Little Sisters of the Poor, a Catholic religious order singled out by Trump during his May 4 “religious liberty” announcement, were among the litigants who had been offered this accommodation. Trump assured them during his Rose Garden speech that “your ordeal will soon be over.” What was their “ordeal”? That any of their employees — most of whom were not nuns but hired for secular work at their nursing homes — would be able to choose the contraception of their choice, with the feds picking up the tabs. Some ordeal. Being exempted from providing contraceptive coverage wasn’t enough for the “Little Sisters.” They insist on inflicting their Catholic dogma on women workers to the detriment of their rights, health and privacy.
The draft rule relies on the Religious Freedom Restoration Act, as did the Supreme Court in its infamous Hobby Lobby ruling. RFRA is a misguided act of Congress that needs to go, as we argued in our Hobby Lobby amicus brief. (Incidentally, FFRF was the only group to submit an amicus brief calling for the Supreme Court to declare RFRA unconstitutional.)
The Hobby Lobby ruling allowed a “closely-held corporation” to be exempted from the contraceptive mandate based on religious objections even if it is a secular corporation and even if the religious objections are invalid. Hobby Lobby’s CEO insisted two forms of contraception are abortifacients, even though they simply prevent implantation. But we’re dealing with faith, so the Supreme Court didn’t let the facts get in the way.
Trump, after heralding our country as a “nation of believers,” belatedly discovers the nonreligious in this draft rule. It claims RFRA “does not provide protection for nonreligious, moral conscientious objections.” Therefore the rule would “exempt any entity possessing religious beliefs or moral convictions against the coverage required by the mandate, regardless of its corporate structure of ownership.”
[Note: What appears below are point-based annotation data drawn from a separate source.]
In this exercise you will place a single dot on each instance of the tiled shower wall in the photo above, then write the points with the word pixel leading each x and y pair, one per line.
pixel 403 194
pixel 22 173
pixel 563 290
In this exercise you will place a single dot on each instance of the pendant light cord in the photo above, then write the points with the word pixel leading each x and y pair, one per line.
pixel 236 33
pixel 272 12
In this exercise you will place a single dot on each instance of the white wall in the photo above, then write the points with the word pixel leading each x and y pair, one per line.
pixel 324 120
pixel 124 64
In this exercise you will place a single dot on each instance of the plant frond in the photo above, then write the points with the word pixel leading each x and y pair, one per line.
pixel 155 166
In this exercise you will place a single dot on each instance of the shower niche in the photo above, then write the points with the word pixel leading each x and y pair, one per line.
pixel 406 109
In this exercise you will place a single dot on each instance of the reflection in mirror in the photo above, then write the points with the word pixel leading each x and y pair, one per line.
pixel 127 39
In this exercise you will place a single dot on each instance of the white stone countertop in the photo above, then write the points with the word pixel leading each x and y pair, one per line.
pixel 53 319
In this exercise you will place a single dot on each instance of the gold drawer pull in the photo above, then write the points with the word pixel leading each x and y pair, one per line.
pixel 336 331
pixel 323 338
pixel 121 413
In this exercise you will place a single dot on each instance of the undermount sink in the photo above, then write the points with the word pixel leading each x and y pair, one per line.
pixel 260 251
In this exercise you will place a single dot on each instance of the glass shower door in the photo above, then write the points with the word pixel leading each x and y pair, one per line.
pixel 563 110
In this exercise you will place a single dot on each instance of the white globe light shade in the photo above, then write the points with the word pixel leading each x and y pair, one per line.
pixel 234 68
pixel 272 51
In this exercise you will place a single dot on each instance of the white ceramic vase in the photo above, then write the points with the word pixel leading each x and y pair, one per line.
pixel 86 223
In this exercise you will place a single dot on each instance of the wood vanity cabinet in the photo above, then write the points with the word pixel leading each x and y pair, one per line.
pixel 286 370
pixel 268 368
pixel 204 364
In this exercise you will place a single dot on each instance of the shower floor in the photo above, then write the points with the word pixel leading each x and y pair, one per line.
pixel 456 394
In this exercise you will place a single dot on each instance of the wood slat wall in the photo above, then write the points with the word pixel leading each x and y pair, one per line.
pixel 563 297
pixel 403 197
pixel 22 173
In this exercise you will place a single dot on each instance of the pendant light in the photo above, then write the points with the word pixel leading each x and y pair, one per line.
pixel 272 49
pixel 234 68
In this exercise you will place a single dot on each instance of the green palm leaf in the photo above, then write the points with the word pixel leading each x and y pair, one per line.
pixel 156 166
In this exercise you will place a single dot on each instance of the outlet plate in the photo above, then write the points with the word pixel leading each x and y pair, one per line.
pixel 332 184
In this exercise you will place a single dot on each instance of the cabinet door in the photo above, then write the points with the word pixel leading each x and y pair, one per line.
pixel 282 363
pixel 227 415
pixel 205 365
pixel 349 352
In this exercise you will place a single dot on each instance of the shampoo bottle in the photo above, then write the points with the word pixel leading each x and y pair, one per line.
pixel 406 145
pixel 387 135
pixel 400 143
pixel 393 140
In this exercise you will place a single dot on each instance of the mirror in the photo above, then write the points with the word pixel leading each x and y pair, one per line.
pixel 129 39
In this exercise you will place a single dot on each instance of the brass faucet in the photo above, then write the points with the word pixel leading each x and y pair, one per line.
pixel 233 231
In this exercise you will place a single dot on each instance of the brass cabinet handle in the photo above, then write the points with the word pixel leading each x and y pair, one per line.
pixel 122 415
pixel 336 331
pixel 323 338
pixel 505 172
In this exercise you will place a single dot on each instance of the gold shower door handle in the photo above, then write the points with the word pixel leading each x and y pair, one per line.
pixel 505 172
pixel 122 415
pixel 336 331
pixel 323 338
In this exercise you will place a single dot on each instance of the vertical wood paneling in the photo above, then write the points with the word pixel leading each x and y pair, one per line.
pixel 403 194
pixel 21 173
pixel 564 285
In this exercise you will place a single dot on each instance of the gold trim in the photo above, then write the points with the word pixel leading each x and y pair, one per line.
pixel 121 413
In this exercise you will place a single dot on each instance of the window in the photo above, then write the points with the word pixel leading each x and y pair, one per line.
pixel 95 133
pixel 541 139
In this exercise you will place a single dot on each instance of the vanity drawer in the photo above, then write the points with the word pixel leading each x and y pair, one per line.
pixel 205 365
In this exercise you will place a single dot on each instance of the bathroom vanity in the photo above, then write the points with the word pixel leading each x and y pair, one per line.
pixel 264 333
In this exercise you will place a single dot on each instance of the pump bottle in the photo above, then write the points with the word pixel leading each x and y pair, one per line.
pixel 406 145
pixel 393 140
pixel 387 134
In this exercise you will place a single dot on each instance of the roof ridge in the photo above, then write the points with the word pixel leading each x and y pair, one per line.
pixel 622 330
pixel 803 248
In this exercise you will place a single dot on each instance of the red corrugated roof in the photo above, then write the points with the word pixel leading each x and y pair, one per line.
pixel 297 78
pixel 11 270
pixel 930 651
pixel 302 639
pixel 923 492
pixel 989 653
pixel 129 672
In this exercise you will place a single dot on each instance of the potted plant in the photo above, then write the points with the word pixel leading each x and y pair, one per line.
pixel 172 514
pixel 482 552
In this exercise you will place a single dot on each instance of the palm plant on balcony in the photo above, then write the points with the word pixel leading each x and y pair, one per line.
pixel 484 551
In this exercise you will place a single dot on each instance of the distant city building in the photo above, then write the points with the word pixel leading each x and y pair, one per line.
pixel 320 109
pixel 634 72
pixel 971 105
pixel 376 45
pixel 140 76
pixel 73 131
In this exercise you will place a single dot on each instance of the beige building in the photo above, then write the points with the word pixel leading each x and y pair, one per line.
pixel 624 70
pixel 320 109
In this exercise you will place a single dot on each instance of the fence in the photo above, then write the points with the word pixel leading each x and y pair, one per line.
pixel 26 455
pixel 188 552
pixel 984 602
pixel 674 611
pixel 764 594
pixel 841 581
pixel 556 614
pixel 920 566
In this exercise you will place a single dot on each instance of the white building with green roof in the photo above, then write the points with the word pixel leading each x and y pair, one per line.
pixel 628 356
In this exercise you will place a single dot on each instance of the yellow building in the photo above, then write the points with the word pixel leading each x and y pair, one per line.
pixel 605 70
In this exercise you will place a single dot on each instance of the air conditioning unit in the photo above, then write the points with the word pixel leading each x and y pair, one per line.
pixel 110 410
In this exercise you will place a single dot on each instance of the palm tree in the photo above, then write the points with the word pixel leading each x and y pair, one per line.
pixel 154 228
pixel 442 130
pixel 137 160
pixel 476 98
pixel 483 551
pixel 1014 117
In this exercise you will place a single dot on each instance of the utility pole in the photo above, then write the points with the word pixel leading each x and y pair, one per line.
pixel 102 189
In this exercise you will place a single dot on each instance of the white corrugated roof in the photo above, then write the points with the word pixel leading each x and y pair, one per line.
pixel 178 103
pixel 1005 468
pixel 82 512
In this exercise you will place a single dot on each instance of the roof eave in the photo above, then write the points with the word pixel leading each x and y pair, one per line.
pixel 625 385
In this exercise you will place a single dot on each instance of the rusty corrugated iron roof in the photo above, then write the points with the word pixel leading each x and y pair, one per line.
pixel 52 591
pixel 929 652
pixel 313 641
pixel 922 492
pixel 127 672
Perhaps the rule’s bizarre acknowledgment of the nonreligious will open up an intriguing legal weapon for seculars to wield in the future. But the only organized opposition to contraception is religion-based. There simply are no secular arguments for denying women access to birth control. And without the means to determine and control if and when they will become mothers, all other civil rights for women fade to insignificance.
As Margaret Sanger noted: “No woman can call herself free who does not own and control her body. No woman can call herself free until she can choose consciously whether she will or will not be a mother.”
Women — and their friends — must revolt against this cavalier assault on our basic liberties. Handmaids in Gilead move over. You have company in the United States of America.